NAIROBI; KENYA: A committee investigating police impostor Joshua Waiganjo has recommended the sacking of two suspended top police commanders for their roles in the scandal.

It also cleared former commissioner of police Mathew Iteere saying investigations had proved he did not know Waiganjo, even though the impostor was reported to have claimed he gave him a Land Cruiser as a gift.

“It is useful to reveal that this report actually finds the information given by former commissioner credible and this exonerates him of The probe team said Anti-Stock Theft Unit commandant Rimi Ngugi and Rift Valley provincial police chief John M’Mbijiwe should be dismissed for abetting what must be the most disgraceful act to befall the police.
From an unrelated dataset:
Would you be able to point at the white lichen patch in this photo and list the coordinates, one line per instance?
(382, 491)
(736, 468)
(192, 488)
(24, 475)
The team recommended that suspended Njoro divisional police commander Peter Njeru Nthiga be reinstated and be retrained on command and leadership issues.
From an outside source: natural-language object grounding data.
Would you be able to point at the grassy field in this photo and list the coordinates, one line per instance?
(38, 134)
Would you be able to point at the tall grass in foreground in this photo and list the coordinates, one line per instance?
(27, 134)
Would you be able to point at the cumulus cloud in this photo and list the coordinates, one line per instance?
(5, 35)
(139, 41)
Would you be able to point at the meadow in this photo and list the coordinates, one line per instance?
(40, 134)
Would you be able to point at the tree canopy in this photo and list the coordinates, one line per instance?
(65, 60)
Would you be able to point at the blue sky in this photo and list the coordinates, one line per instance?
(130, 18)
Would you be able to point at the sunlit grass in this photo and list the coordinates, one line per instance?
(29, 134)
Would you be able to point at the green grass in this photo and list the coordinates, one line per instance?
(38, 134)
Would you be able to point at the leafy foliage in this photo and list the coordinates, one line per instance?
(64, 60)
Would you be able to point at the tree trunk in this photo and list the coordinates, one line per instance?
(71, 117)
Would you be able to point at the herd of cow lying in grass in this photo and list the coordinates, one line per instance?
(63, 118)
 “The team recommends that the Police Service Commission lifts the interdiction of former OCPD Njoro and transfers him out of Rift Valley,” said a part of the report given to the National Police Service Commission on Thursday.
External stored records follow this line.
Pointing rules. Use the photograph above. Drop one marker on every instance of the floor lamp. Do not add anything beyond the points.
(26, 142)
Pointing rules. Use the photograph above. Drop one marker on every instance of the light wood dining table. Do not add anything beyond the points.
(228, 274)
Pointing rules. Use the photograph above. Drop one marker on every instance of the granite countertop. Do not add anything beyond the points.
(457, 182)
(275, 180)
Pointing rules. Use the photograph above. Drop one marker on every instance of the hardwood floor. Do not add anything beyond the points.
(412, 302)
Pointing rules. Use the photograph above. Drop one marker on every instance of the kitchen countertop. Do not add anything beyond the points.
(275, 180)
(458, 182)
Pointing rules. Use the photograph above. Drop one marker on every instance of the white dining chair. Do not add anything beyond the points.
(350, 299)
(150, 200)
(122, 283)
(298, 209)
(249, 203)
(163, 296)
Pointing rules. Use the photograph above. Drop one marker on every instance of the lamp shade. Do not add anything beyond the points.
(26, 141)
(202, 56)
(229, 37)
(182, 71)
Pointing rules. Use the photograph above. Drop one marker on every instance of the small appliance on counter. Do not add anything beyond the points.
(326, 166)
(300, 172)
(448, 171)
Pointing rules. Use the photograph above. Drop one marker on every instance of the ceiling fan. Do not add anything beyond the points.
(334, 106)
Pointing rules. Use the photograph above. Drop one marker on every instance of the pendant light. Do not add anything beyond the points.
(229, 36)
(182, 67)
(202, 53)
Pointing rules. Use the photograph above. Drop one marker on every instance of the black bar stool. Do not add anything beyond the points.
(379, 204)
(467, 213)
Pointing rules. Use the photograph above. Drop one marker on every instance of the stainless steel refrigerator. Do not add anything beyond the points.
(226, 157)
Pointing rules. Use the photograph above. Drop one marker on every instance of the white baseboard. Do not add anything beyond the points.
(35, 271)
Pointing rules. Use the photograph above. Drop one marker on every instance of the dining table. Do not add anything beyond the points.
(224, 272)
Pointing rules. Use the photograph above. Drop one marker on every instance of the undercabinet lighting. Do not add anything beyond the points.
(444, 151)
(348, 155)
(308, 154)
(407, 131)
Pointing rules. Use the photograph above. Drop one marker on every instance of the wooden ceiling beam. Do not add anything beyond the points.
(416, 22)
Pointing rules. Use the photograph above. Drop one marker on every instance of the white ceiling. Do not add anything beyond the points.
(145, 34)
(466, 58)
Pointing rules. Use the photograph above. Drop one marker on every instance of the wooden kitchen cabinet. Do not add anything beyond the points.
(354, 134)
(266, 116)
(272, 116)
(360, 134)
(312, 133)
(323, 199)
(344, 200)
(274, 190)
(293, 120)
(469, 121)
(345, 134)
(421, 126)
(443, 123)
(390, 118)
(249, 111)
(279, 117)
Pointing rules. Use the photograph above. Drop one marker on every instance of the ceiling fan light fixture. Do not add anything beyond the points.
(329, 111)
It was found that Waiganjo was neither a police officer nor a reservist and that he was close to M’Mbijiwe and Ngugi.

The team found out Waiganjo was privy to confidential security information and concluded there was no police officer promoted, dismissed or against whom disciplinary action was taken at the instigation of Waiganjo.

The report said Waiganjo made several money transfers from his mobile phone to M’Mbijiwe and Ngugi. He, however, declined to appear before the committee.

Mr M’Mbijiwe and Ngugi may face criminal charges should the Director of Public Prosecutions and Attorney General decide to charge them.

Wide consultation

NPSC Chairman Johnston Kavuludi who received the report said they will consult widely and seek advice from the two offices.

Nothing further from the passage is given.